Saatchi mengatakan deforestasi harus dihentikan dengan segala cara. Tapi ini saja tidak cukup untuk menghentikan perkembangan negatif. Reboisasi aktif sangat dibutuhkan. “Kami belum tahu bagaimana sistem akan bereaksi dan seberapa cepat. Namun, yang terbaik adalah tidak menunggu perkembangan ini terjadi sepenuhnya. Kami harus memulihkan sistem ini.”

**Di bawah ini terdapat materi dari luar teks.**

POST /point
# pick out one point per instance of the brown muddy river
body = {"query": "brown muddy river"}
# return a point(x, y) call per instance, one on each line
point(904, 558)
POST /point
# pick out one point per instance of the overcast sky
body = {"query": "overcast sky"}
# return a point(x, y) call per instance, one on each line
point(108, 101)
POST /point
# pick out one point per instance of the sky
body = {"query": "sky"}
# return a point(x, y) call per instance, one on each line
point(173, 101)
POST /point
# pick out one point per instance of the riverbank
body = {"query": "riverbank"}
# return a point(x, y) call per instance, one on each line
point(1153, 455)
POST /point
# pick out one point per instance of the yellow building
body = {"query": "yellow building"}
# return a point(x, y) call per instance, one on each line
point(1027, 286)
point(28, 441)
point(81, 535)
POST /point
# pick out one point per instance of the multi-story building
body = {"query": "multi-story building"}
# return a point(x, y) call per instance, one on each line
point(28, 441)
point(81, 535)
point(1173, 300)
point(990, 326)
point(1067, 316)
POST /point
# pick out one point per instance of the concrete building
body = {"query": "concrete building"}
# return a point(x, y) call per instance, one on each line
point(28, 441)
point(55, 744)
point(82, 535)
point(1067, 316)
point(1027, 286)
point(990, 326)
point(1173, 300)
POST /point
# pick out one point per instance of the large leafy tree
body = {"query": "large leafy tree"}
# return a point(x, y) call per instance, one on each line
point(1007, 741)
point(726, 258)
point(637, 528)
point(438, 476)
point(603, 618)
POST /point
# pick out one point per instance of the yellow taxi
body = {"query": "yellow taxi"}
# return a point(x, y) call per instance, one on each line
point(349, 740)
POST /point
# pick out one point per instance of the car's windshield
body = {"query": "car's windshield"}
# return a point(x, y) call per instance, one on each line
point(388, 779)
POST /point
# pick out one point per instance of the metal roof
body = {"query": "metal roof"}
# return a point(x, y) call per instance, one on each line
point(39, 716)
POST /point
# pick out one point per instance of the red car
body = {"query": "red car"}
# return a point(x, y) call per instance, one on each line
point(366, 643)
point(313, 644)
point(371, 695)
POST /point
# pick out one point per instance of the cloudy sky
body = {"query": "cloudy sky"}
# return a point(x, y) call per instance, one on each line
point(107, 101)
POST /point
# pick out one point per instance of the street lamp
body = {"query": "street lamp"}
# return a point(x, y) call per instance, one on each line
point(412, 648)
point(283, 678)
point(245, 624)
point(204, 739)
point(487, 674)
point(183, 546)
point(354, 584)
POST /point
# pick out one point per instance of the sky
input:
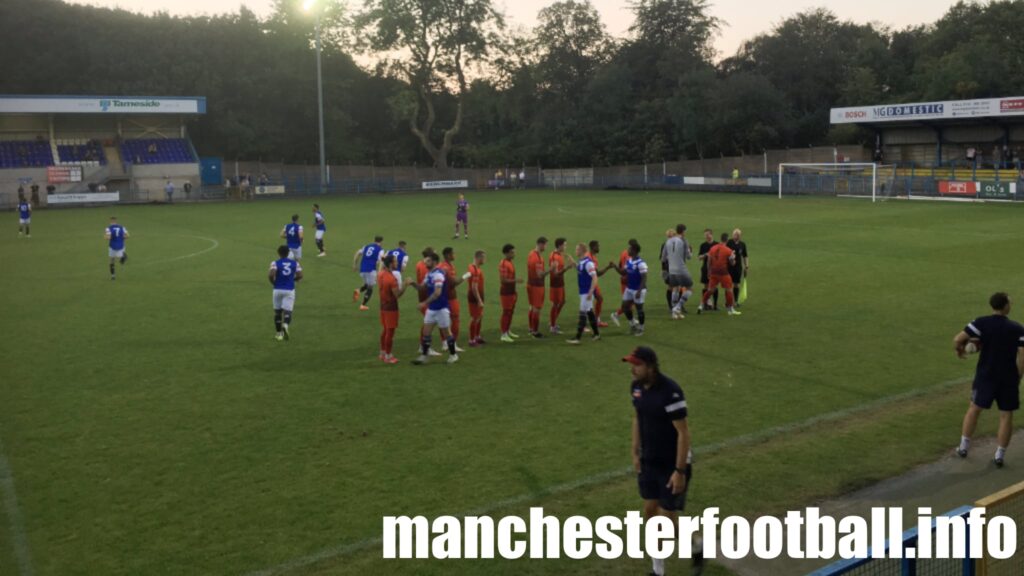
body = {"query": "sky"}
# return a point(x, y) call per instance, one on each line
point(742, 18)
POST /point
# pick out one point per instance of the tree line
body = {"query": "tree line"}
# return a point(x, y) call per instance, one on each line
point(450, 82)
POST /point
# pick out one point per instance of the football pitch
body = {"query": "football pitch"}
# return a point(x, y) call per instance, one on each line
point(153, 424)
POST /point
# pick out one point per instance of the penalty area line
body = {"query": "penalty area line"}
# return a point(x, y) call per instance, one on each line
point(214, 244)
point(15, 524)
point(611, 476)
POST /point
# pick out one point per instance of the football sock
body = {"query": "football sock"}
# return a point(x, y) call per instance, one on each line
point(582, 324)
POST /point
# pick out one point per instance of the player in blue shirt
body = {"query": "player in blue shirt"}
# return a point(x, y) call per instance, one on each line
point(293, 236)
point(400, 259)
point(367, 261)
point(435, 310)
point(285, 272)
point(587, 280)
point(116, 235)
point(24, 217)
point(321, 230)
point(997, 377)
point(635, 273)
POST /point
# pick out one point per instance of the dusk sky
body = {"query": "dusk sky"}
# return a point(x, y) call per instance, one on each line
point(742, 18)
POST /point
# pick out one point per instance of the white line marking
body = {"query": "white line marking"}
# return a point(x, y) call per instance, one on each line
point(602, 478)
point(212, 241)
point(15, 525)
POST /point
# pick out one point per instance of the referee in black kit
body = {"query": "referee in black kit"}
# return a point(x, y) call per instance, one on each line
point(997, 377)
point(662, 452)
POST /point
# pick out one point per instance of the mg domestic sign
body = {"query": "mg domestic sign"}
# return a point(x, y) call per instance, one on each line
point(992, 108)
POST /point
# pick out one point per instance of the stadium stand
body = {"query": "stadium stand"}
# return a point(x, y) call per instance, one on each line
point(157, 151)
point(26, 154)
point(79, 152)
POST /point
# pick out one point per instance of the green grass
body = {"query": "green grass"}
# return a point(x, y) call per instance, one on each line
point(154, 425)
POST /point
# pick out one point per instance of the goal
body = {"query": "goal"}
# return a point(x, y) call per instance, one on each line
point(845, 179)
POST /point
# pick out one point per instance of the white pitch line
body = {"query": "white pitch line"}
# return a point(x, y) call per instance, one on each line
point(602, 478)
point(214, 245)
point(15, 524)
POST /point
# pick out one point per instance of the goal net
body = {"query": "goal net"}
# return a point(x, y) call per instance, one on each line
point(847, 179)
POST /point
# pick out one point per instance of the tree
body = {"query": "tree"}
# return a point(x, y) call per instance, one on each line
point(435, 41)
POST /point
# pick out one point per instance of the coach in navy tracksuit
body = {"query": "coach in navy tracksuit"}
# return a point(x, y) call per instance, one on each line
point(662, 453)
point(997, 376)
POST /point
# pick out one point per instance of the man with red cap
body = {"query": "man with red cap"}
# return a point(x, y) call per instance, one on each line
point(662, 454)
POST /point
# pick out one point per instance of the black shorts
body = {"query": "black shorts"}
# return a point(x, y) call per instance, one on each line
point(737, 276)
point(1008, 398)
point(652, 482)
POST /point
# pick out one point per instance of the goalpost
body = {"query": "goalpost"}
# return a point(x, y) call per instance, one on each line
point(853, 179)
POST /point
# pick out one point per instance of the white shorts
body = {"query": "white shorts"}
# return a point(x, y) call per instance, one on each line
point(634, 295)
point(284, 299)
point(442, 318)
point(586, 304)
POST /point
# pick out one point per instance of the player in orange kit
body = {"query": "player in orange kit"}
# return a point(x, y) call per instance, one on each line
point(508, 291)
point(556, 263)
point(719, 258)
point(448, 264)
point(536, 272)
point(623, 258)
point(475, 298)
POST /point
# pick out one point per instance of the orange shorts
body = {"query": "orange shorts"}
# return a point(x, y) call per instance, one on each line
point(557, 295)
point(508, 301)
point(389, 319)
point(725, 281)
point(536, 294)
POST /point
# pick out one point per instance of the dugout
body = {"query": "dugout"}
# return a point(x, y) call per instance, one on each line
point(96, 149)
point(967, 144)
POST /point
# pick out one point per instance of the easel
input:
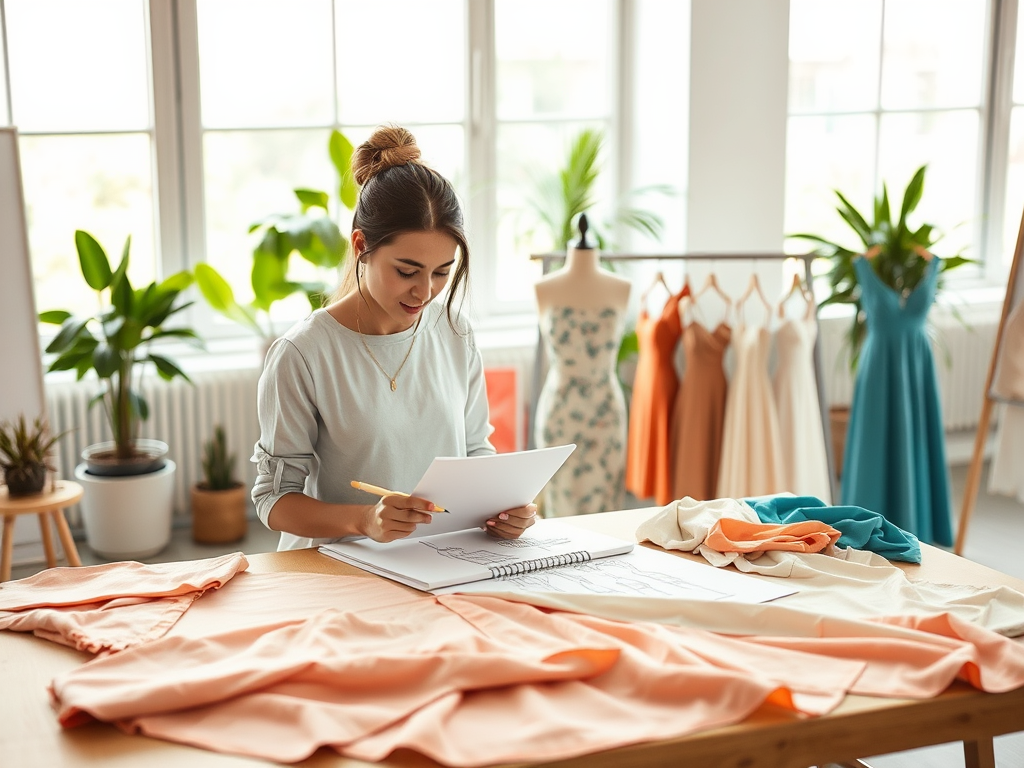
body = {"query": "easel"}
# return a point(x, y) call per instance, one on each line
point(1014, 287)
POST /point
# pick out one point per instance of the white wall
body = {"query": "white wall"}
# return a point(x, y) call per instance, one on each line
point(22, 383)
point(738, 92)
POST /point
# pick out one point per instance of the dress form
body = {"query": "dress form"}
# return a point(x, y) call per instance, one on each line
point(582, 309)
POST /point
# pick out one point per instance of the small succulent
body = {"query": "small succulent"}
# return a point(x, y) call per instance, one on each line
point(218, 465)
point(25, 455)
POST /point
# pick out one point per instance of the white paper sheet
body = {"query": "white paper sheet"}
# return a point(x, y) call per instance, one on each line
point(476, 487)
point(641, 572)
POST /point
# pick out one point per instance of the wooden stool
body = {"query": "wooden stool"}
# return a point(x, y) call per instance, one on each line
point(49, 504)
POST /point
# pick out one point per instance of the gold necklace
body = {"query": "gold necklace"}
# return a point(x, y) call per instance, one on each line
point(392, 379)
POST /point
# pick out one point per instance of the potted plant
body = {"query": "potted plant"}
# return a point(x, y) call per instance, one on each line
point(128, 480)
point(218, 503)
point(310, 232)
point(25, 455)
point(895, 249)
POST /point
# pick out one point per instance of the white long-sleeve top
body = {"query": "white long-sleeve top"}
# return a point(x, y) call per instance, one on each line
point(328, 415)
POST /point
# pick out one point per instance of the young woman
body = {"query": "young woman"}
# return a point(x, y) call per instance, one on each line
point(383, 379)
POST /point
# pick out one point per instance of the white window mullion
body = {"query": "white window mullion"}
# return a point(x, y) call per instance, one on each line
point(995, 121)
point(190, 131)
point(480, 161)
point(167, 158)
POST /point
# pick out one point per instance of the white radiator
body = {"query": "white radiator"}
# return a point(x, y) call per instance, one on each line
point(181, 415)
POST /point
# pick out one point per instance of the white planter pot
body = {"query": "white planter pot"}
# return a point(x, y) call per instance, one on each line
point(129, 517)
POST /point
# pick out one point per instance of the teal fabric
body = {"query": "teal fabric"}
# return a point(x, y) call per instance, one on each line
point(895, 461)
point(860, 527)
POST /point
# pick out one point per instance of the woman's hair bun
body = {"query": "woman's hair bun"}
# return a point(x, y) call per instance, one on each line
point(389, 145)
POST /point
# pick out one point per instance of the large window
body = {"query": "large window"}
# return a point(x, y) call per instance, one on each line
point(877, 89)
point(183, 123)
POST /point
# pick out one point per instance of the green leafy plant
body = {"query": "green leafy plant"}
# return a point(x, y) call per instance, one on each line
point(26, 454)
point(896, 251)
point(560, 197)
point(309, 232)
point(115, 342)
point(218, 464)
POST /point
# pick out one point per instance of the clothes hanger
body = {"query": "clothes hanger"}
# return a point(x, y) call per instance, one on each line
point(755, 289)
point(798, 286)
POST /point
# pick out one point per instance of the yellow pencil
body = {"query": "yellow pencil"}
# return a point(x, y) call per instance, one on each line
point(384, 492)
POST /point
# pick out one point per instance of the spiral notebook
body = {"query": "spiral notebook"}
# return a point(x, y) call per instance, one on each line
point(440, 560)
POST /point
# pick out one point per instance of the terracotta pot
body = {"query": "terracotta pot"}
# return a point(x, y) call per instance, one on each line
point(839, 420)
point(219, 516)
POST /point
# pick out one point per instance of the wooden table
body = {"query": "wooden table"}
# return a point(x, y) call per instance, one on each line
point(30, 736)
point(48, 505)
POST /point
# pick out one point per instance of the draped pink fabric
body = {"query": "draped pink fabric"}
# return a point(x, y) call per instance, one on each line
point(389, 669)
point(109, 607)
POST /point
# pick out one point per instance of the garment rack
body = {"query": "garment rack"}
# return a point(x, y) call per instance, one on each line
point(549, 259)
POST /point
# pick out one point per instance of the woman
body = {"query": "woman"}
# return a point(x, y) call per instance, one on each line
point(377, 384)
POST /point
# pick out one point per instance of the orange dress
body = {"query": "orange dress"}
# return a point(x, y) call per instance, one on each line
point(698, 416)
point(648, 459)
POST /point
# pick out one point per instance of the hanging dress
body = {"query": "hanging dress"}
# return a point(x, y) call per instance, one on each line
point(582, 401)
point(752, 451)
point(648, 463)
point(698, 415)
point(895, 461)
point(804, 464)
point(1006, 475)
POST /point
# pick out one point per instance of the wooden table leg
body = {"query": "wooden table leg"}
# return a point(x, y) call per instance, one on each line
point(980, 754)
point(8, 548)
point(66, 539)
point(44, 526)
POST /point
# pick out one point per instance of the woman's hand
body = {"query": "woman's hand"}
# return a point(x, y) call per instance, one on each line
point(511, 522)
point(395, 517)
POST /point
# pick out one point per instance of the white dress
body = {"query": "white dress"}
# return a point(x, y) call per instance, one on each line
point(751, 444)
point(582, 401)
point(1006, 475)
point(804, 464)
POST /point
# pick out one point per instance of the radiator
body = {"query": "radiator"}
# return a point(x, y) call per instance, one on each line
point(181, 415)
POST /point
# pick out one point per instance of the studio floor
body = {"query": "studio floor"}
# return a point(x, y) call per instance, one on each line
point(993, 540)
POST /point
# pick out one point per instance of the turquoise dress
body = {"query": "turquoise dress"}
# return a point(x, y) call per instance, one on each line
point(895, 461)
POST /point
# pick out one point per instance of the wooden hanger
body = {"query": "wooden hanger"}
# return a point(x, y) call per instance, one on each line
point(711, 284)
point(798, 286)
point(657, 281)
point(755, 289)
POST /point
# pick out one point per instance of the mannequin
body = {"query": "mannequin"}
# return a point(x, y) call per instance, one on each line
point(582, 311)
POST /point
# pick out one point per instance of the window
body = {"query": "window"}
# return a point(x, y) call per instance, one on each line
point(877, 89)
point(79, 94)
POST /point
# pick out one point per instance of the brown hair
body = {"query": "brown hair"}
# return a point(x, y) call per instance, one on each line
point(398, 194)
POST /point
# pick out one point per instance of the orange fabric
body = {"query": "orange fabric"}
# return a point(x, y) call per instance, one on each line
point(648, 456)
point(698, 415)
point(503, 401)
point(731, 535)
point(109, 607)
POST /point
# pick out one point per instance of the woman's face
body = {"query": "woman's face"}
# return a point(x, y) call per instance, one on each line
point(402, 276)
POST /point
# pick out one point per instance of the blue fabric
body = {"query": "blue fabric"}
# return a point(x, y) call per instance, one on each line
point(860, 527)
point(895, 460)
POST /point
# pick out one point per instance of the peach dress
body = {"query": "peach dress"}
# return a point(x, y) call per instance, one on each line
point(648, 460)
point(698, 417)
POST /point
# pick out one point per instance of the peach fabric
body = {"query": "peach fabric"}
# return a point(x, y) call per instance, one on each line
point(113, 606)
point(434, 675)
point(729, 535)
point(698, 416)
point(648, 460)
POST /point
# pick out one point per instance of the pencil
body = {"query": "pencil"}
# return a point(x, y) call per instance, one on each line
point(384, 492)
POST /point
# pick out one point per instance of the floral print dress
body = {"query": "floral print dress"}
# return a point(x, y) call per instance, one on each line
point(582, 401)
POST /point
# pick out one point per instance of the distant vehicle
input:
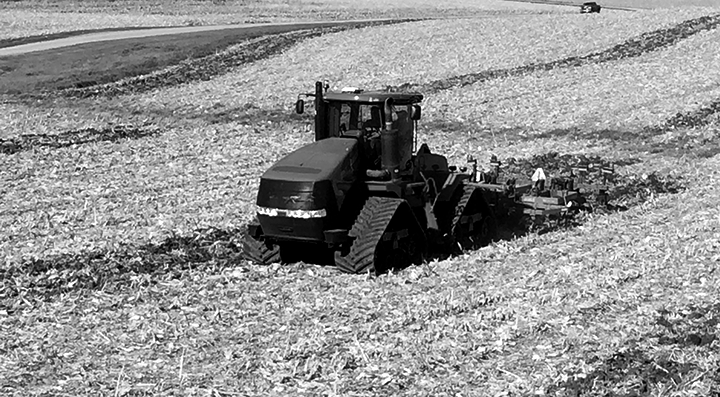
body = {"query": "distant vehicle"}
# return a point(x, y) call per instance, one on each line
point(590, 7)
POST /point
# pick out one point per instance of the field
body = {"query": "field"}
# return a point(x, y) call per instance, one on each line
point(124, 197)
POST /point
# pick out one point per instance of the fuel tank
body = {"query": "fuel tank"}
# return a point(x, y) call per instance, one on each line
point(300, 196)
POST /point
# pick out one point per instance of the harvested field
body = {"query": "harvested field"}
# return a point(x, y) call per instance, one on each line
point(121, 213)
point(31, 18)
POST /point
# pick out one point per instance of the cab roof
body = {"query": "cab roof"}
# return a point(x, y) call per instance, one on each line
point(399, 98)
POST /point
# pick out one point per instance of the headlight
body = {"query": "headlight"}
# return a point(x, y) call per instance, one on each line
point(301, 214)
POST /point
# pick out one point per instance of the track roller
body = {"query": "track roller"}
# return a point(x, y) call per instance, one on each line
point(473, 223)
point(386, 236)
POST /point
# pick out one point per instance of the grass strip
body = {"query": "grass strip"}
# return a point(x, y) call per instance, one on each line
point(16, 41)
point(95, 64)
point(631, 48)
point(205, 68)
point(111, 133)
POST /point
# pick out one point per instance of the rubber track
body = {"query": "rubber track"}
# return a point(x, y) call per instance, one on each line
point(257, 252)
point(368, 229)
point(206, 68)
point(693, 119)
point(75, 137)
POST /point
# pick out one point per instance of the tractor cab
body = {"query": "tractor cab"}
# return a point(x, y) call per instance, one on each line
point(383, 121)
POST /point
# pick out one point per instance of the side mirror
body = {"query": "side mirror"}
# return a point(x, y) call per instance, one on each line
point(416, 113)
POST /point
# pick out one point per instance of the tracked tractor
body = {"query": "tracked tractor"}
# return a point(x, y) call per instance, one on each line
point(363, 196)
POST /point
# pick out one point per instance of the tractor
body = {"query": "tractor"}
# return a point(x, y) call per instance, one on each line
point(590, 7)
point(363, 196)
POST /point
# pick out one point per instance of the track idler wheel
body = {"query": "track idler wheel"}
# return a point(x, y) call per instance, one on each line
point(258, 252)
point(473, 224)
point(386, 235)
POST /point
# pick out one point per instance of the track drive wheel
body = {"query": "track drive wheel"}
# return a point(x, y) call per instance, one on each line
point(258, 252)
point(473, 224)
point(386, 236)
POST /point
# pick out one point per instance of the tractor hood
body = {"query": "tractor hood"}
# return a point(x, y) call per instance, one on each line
point(307, 179)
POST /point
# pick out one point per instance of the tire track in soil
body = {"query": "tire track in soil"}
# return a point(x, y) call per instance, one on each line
point(111, 270)
point(213, 249)
point(631, 48)
point(110, 133)
point(206, 68)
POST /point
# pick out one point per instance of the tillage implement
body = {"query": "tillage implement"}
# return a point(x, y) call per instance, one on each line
point(364, 198)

Dengan menggabungkan semua pengukuran ini, para ilmuwan untuk pertama kalinya mampu melukiskan gambaran yang lebih jelas, jika lebih mengganggu, tentang keadaan hutan tropis. Sementara pengukuran sebagian besar mengkonfirmasi apa yang telah diharapkan ilmuwan lain, studi baru ini “lebih memprihatinkan karena lebih masuk akal,” kata Nate McDowell, seorang rimbawan dan ahli geologi di Pacific Northwest National Laboratory, yang bukan bagian dari tim peneliti.

“Para kolaborator dalam proyek ini, terutama penulis utama, dikenal sangat, sangat berhati-hati,” kata McDowell. “Hasilnya meresahkan: Saat planet memanas, beberapa area hutan mendekati perilaku seperti ambang batas. Sistemnya sedang melambat.”

Namun, belum terlambat untuk mengubah arah. Tim Saatchi berharap bahwa analisis kompleks yang baru akan meyakinkan orang-orang tentang seberapa parah perubahan ekosistem dapat mempengaruhi kita semua. Mereka juga berharap bahwa hasil penelitian mereka akan digunakan untuk memantau perubahan lebih lanjut — dan mengarahkan sumber daya menuju pemulihan.